Hi SammyB, our dog Max does a very similar thing to your Charlie. Except he also likes to go nuts and tackle us as well as nipping when he goes into what we like to call "bounce mode"!

He also had a big issue with mouthing even at home but we've got a much better handle on it now. He's improving all the time - what helped the most was having all the family either leave the room or put him out of the room whenever his teeth touch human skin - whether we think it accidental or not.

My recommendation to you with what worked for us, is to ALWAYS take some treats with you on walks (if that is when the nipping is happening) at least until he starts to learn to control himself. Then when eventually you can calm him enough to get him to lie down, he can be rewarded for his calmness.

When Max starts to bounce (and the nipping of the elbows and hands and coats begins) we _stop moving_ immediately. He's trying to get you to play - but he needs to learn he's going the wrong way about it. Also, he has to learn that only you can initiate play.

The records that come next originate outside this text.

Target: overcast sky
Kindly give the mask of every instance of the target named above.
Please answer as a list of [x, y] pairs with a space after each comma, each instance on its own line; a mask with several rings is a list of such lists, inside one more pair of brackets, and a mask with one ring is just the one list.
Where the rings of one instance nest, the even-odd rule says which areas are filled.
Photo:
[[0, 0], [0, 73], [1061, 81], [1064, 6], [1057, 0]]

We carry on walking only when he has lay down and calmed.

Something else I didn't realise that the lovely wise people on here told me is that his age is a very important factor! Both our dogs are entering their "teen" years and I definitely noticed a change in Max. It might seem worrying at first and like nothing is helping, but if everyone is consistent you should notice some improvements within a few days.

There's lots and lots of info on this forum already about play-biting and mouthing to help you, I just tried to put in my experiences and hope that helps.


----------



## doggiepal (Oct 30, 2011)

Sammy, this might be helpful for teaching bite inhibition. Teaching Bite Inhibition | Dog Star Daily

Re counter surfing - this is fantastic. Solving Counter Surfing- Clicker Dog Training - YouTube


----------



## tripod (Feb 14, 2010)

Hi there, welcome to the forum and congrats on getting Lilly this far 

I'm noticing that many of the solutions include references to how this is a dog problem - as in 'she's testing authority, she's dominant' etc.

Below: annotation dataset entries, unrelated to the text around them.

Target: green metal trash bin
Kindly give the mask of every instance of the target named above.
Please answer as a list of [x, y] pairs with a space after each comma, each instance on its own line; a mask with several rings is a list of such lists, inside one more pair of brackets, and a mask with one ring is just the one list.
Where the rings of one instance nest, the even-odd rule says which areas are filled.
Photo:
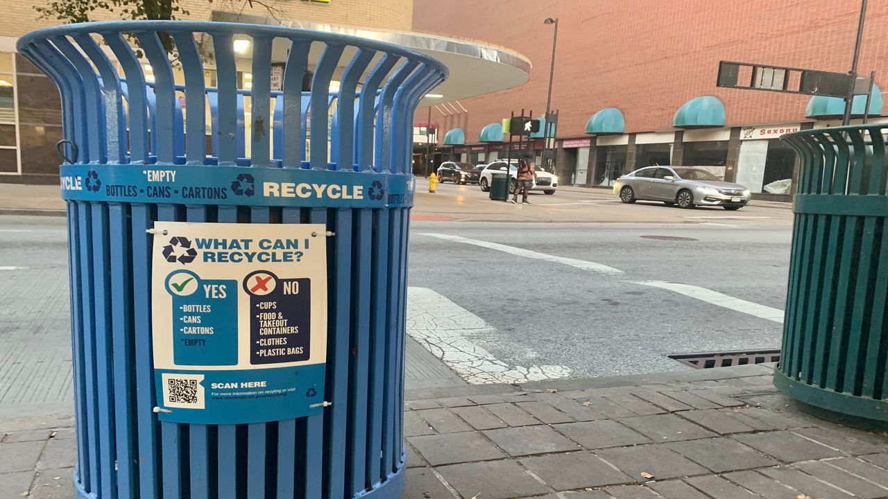
[[505, 201], [509, 198], [509, 176], [504, 173], [494, 173], [490, 179], [490, 199]]
[[888, 124], [782, 139], [799, 154], [774, 384], [811, 406], [888, 422]]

But right there in the first post there is reference to a child being allowed to drag around by the collar and then there are two incidents involving taking the collar and removing her acccess to the sofa.

We have no way of what's going on inside a dog's mind but we have a pretty good idea about social structures among different types and combinations of dogs. Dominance is, I would think, not relevant here. This is a collar sensitivity and possibly a resource guarding issue. This is the simplest explanation.

Play biting is a normal part of dog-dog play and if you want to encourage it in dog-human play thats up to you but tbh with an adult dog of unknown history as is the case for you I would not encourage it. Yes its true that dogs get less inhibited as they settle in (just as someone would do in a new job for example) but we must understand that we are training them even when we don't think we are - the dog is learning about how to behave and what works (and what doesn't).

The increase in play biting may be something that is gradully escalating as the players in the game become more comfortable with one another. But escalating in rough play is most associated with arousal and difficulty to self calm - being a the type of dog she is this is quite likely too. So impulse control work is def going to be important here.
Shorten games, have obedience breaks of at least twice the length of the game e.g. play for 10 seconds, obedience break for 20 and then resume. Calming down is rewarded with being allowed to play again. Plus brining her up and then down is teaching her how to regulate her calmness and arousal.

I would not allow her back on the sofa until this is sorted. She should also wear a houseline so that she can be handled without danger. Being up on the sofa, especially for cuddles is a priviledge so must be earned. 
Sofa manners must be taught separate to the collar work and not combining them until both, separately, are perfect.

To teach off:
- invite dog up on sofa, no reward for that as its a reward in itself
- immediately say 'off' and then toss a couple of yummies onto the floor
- when she gets off treat her again for 4 on the floor and repeat

At the start of theexercise only allow her up on the sofa for a split second as its harder to get off when more settled. But as she gets the game you can slowly increase the amount of time she spends on the sofa before asking her off.
You will also need to practice this exercise with you in different positions e.g. start with standing beside the sofa and teach that and then teach the same exericse with you sitting beside her. Others in the house will also need to practice these exercises separately.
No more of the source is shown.